What is Uncrystallised Funds Pension Lump Sum (UFPLS) – series of withdrawals?
Taking a series of Uncrystallised Funds Pension Lump Sums (UFPLS) is effectively a form of phased retirement (or “staggered vesting”) which is a means of taking retirement benefits from an uncrystallised pension plan without first having to move the funds into a drawdown pension plan. The main objective is to provide a greater degree of control and flexibility over your pension fund.
Compared to a conventional annuity, where the basis of income is fixed at outset and is unable to be amended, taking a series of UFPLS payments allows more flexibility with income being varied according to changing needs.
In order to take advantage of UFPLS there are a number of conditions that need to be met:
- You must be aged 55 or over or, if younger, meet ill-health conditions.
- The payment must be payable from your uncrystallised rights held in a money purchase pension.
- If you are aged under 75, you must have more lifetime allowance remaining than the lump sum required.

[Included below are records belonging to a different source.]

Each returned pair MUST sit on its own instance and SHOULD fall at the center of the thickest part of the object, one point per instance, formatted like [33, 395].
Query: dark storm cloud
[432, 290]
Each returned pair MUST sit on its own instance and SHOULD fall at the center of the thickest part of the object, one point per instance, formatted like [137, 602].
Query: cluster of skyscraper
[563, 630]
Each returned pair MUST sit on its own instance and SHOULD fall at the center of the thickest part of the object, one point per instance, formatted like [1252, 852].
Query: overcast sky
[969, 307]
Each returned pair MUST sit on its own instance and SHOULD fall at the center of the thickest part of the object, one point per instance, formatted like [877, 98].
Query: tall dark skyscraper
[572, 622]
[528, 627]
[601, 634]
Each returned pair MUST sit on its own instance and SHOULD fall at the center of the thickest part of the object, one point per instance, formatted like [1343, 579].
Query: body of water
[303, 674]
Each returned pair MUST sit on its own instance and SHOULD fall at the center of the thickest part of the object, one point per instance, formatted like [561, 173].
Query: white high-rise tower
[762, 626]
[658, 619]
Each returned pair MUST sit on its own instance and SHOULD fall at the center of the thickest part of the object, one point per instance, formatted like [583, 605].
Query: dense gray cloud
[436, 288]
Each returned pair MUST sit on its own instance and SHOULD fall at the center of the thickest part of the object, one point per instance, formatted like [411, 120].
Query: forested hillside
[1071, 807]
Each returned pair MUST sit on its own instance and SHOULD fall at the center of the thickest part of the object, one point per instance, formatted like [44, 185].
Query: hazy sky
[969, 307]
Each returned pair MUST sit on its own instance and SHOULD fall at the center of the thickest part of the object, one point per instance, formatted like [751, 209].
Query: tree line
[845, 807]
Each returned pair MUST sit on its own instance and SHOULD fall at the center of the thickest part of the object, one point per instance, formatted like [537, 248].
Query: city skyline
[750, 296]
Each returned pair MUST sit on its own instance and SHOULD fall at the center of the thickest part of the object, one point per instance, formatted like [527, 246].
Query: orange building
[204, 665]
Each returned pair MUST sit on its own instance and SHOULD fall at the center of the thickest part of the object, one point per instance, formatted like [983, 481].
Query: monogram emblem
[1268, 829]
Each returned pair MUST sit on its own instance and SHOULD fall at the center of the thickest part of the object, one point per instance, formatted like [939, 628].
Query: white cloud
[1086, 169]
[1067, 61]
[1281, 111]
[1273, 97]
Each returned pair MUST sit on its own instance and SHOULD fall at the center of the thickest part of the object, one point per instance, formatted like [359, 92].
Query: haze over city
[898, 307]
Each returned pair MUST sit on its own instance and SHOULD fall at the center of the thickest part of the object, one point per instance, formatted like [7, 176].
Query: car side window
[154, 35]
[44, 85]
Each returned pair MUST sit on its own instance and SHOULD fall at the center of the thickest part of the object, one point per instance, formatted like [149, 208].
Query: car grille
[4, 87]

- If aged over 75, you must have some lifetime allowance remaining.
- If you have primary or enhanced protection with protected tax free cash or a lifetime allowance enhancement factor but the lump sum allowance is less than 25% you can’t take your benefits as a UFPLS.
- Where scheme specific lump sum protection exists, the right to the higher TFC would have to be given up in order to use UFPLS.